In the classroom next morning, before Miss Brodie has entered, Rose is surrounded by most of the other girls, who are accusing her of being a "teacher's pet." Sandy and Jenny are not visible among this group. Miss Brodie enters, dispersing the group, but it is clear that Rose has been under some attack. No one will explain except Sandy, who sharply says "they've been calling Rose a teacher's pet, and its not fair!" (Jenny is not shown anywhere in this scene.) Miss Brodie becomes truly angry, denouncing prejudice, victimization, and "mob rule:" there shall be no "mob rule" among the "crème-de-la-crème." Miss Brodie demolishes each instance the girls cite of "special treatment" that Rose has received from herself, Mr. Lawson the music teacher, and Mr. Lloyd the art teacher, and then asks Rose "is there anyone here whom you have offended deliberately?" to which Rose, in tears, replies "No, Miss Brodie."
"Those with instinct can speak only the truth," pronounces Miss Brodie, declaring she believes Rose.
At tea next Saturday in her flat, Miss Brodie hosts Sandy, Jenny - and Rose. Jenny asks "Has Rose come because she has instinct? Will she come next Saturday?"
Miss Brodie declares "I have the feeling Rose will do as she wishes. Rose is a creature of instinct who will one day be a great lover." Sandy looks up sharply at this comment, and Miss Brodie continues: "Do not look so surprised - she has the gift of supplying the needs of others."

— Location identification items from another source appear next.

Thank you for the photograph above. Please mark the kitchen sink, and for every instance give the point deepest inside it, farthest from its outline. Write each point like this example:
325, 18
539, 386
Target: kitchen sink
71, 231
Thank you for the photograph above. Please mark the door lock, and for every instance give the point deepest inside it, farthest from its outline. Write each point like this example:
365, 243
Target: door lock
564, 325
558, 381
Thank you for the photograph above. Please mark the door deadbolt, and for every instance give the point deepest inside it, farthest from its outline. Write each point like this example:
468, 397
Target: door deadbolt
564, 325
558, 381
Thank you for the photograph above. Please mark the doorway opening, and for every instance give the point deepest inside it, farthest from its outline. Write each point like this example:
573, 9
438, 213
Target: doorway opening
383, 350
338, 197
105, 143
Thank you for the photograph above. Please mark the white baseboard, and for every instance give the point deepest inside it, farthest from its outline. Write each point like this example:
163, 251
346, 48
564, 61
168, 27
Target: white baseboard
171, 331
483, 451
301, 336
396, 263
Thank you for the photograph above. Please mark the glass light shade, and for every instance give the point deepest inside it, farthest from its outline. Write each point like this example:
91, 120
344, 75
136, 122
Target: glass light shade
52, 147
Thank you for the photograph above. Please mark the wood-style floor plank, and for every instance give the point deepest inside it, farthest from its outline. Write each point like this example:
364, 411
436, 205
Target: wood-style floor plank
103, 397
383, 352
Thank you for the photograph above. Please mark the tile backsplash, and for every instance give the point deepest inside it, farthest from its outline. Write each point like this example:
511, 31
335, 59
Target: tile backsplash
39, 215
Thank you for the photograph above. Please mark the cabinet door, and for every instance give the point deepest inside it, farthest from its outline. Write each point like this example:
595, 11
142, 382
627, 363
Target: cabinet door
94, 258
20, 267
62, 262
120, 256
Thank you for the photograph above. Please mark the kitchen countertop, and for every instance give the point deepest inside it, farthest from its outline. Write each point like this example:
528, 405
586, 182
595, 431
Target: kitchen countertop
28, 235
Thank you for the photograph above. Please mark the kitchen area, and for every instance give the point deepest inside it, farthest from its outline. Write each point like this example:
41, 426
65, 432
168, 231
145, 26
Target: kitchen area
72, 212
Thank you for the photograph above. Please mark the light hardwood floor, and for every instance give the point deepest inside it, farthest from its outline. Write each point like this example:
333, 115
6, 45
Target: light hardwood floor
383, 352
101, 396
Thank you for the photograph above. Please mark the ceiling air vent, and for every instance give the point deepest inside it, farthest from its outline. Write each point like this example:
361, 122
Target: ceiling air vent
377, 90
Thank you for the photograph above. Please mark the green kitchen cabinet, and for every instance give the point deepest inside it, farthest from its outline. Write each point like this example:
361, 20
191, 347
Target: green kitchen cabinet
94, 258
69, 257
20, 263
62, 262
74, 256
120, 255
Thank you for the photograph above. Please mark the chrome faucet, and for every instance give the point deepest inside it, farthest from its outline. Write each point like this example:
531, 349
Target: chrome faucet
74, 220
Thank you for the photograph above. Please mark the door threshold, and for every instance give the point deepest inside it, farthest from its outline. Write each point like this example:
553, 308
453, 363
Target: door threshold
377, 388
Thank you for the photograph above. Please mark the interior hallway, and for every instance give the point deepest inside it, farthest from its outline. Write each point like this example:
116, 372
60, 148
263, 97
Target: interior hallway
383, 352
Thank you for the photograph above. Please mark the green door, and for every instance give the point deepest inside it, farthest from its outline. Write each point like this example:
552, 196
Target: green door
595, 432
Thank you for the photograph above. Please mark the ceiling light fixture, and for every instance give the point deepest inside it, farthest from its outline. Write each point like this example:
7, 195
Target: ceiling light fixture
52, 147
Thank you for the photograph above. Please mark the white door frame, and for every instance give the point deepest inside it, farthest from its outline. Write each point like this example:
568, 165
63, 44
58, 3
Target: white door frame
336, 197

Monday morning, outside the music room, Miss Gaunt hears Miss Brodie's class singing to piano accompaniment. She looks in - and is surprised to see that Miss Brodie is the one at the piano, while Mr. Lawson stands in front of the girls, conducting the singing. Mr. Lawson exhorts the girls: "Shoulders back! Look at Miss Brodie - take her for your study! A woman of noble mien!" Miss Brodie nods her acknowledgement to Mr. Lawson with a smile. On this the episode ends.